Uber rebrands to the sound of whalesong confusion

'Bits' and 'atoms' collide in identity mosh pit

LOGOWATCH Gun-toting driver on demand app thingy Uber has announced a radical overhaul of its brand frontage, involving a "more grounded and elevated" logotype, new app icons and a range of "authentic identities for the countries where Uber operates".

The reworked Uber fontFirst up, check out the reworked "Uber", which apparently "reflects a more substantial look as we too have matured as a company", as CEO Travis Kalanick puts it.

That's fair enough, containing just the merest hint of the whalesong and joss-stick fug which traditionally surrounds such paradigm-redefining reimaginings.
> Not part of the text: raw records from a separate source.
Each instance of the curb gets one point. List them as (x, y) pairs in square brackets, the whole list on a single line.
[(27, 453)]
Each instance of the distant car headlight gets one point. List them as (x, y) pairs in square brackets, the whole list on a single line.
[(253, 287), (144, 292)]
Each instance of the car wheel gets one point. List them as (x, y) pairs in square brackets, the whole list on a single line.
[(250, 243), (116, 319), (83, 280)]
However, Uber has apparently been working on its facelift for two years, so if you think we'd got away with a quick font-twiddle, think again. Kalanick says: "The unique aspect of Uber is that we exist in the physical world. When you push a button on your phone, a car moves across the city and appears where you are. We exist in the place where bits and atoms come together. That is Uber. We are not just technology but technology that moves cities and their citizens."

Uber's "bit" is a square which "will put our technology front and center, as well as provide consistency, highlight information and make our brand easy to recognize". The new Uber rider app icon, for example, has such a bit at its core...
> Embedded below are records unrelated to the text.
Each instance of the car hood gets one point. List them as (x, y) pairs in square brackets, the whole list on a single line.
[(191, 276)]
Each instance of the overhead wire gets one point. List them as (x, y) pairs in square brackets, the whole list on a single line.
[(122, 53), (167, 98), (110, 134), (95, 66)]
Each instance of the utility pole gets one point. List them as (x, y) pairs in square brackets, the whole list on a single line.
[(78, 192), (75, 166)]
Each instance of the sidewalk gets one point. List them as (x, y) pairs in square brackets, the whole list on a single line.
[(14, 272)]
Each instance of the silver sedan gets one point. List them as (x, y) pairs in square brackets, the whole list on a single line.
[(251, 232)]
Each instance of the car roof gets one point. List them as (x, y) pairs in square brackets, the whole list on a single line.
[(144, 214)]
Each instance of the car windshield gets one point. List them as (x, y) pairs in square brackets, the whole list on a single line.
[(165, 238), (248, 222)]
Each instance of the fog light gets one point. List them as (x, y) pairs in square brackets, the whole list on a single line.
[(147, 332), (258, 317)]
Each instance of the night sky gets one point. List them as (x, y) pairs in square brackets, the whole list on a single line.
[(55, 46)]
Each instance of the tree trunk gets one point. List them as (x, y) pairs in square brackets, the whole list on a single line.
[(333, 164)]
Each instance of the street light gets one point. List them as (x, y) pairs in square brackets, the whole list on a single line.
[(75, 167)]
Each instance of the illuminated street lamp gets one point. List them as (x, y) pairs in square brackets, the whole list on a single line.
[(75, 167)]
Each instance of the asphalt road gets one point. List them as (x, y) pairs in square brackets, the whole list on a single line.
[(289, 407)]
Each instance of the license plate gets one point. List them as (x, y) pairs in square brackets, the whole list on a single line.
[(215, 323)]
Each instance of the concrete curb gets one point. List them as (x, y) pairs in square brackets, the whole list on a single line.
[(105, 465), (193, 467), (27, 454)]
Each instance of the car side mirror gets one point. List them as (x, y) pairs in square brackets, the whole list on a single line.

The new Uber rider app icon

...but then there's plenty of white space around that for "atoms", or "authentic identities for the countries where Uber operates". Here's the result of some kind of atomic India conceptual montage brainstorm:

Uber's India atom identity

Confused? Here's clarification on bits and atoms and how they come together in one glorious branding mosh pit: "One of the big changes over the years is that Uber no longer moves just people; we’re now moving food, goods, and soon maybe much more. With the potential for many apps with many app icons, we needed one approach that connected them all.
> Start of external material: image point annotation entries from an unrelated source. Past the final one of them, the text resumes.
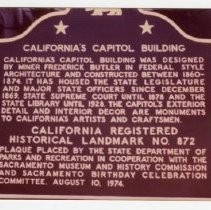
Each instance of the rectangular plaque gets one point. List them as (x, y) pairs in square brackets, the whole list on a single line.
[(105, 103)]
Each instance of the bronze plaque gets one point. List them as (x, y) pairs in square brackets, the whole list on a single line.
[(105, 103)]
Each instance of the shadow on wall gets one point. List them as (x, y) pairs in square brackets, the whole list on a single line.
[(15, 21)]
"So we came back to our story of bits and atoms. You’ll see that both rider and driver icons have the bit at the center, and then the local colors and patterns in the background. This is a framework that will also make it easy to develop different icons for new products over time."

The norms of modern online journalism require that at this point we embed a few tweets from the unwashed masses* decrying Uber's descent into branding anarchy, as if anyone really gives a tinker's what people are gobbing off about in 140 characters or less.

However, Twitter's about to be be consigned to the dustbin of history, so we're ditching it as a news source and today offering instead the reasoned analysis of some bloke in the pub last night, who said of the Uber rebrand: "It's a f**king mess. Now piss off and leave me alone." ®

Bootnote

*Were there video available, we'd be obliged to add "which has already been viewed X thousand times on YouTube" to the description, thereby attempting to add legitimacy to its inclusion.